Элизабет отвела взгляд, и когда вновь заговорила, казалось, вопрос шел из самой глубины сознания, где уже давно не давал ей покоя.
— Ты никогда не сожалела о своем браке?
— Сожалела? — В голосе Лидии послышался смешок. — Элизабет, все эти годы я была счастлива самым чудесным образом. Что бы ни случилось со мной в дальнейшем, мне никогда не придется жалеть о последних двадцати двух годах. Я имела очень многое, могу даже сказать — все.
Элизабет вздохнула, потом ее губы шевельнулись. В первый момент Лидия подумала, что сестра сейчас заговорит и сломает ту сдержанность, которая существовала между ними, заговорит о себе и своей жизни, но прошла минута, Элизабет тяжело поднялась с места.
— Пора возвращаться домой, — сказала она. — Артур не любит, если я опаздываю к обеду.
Минута откровения прошла.
— Как Артур? — спросила Лидия.
— Неплохо, — последовал ответ. — Время от времени его мучают приступы люмбаго.
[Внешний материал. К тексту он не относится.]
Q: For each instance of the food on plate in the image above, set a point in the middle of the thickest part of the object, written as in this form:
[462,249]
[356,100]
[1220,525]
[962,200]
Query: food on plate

Конечно, он очень занят, у него столько работы в парламенте и в поместье.
— Да, конечно. Я была очень рада повидать тебя, приезжай вновь поскорее.
— Я найду причину заехать, — пообещала Элизабет. Она помолчала минуту, а затем положила руку на плечо Лидии:
— Ты не обиделась из-за того, что я сказала? Лидия ей тут же улыбнулась:
— Послушай, дорогая, мы можем говорить друг другу все-все и всегда. Понятно?
Элизабет отвела глаза под взглядом сестры. У Лидии создалось впечатление, что осталось очень много недосказанного. Сдержанность Элизабет окутывала ее плотным покрывалом.
— До свидания. — Она небрежно чмокнула сестру. — Попрощайся за меня с Иваном.
— Обязательно, — пообещала Лидия.
Она смотрела, как уходит сестра — высокая, тонкая, грациозная, — и ей казалось, что она наблюдает за посторонним человеком. Очень многого она еще не понимала в Элизабет. Представила, как та будет ехать сейчас домой в благоухающих сумерках к своему Артуру. Что сестра чувствовала, что думала о своем муже? Неужели ее в самом деле интересовало его люмбаго, его вечное ворчание из-за нехватки рабочей силы в поместье, его ежегодный энтузиазм по поводу количества убитой дичи?
Элизабет выглядела старше своих тридцати двух, да и держалась она как женщина средних лет. А была ли она когда-нибудь молодой? Хотелось ли ей танцевать, петь, радоваться жизни, когда захватывает дух от нетерпеливого восторга? Приходилось ли ей когда-нибудь ждать, затаив дыхание в темноте, испытывая трепет от предвкушения счастья любви? Такая мысль об Элизабет не укладывалась в голове. Впрочем, не нужно было ее жалеть, сестра выглядела довольной и, казалось, радуется обязанностям, пришедшим к ней со знатным титулом. Графиня Эйвон! Но кто согласился бы поменяться с ней местами?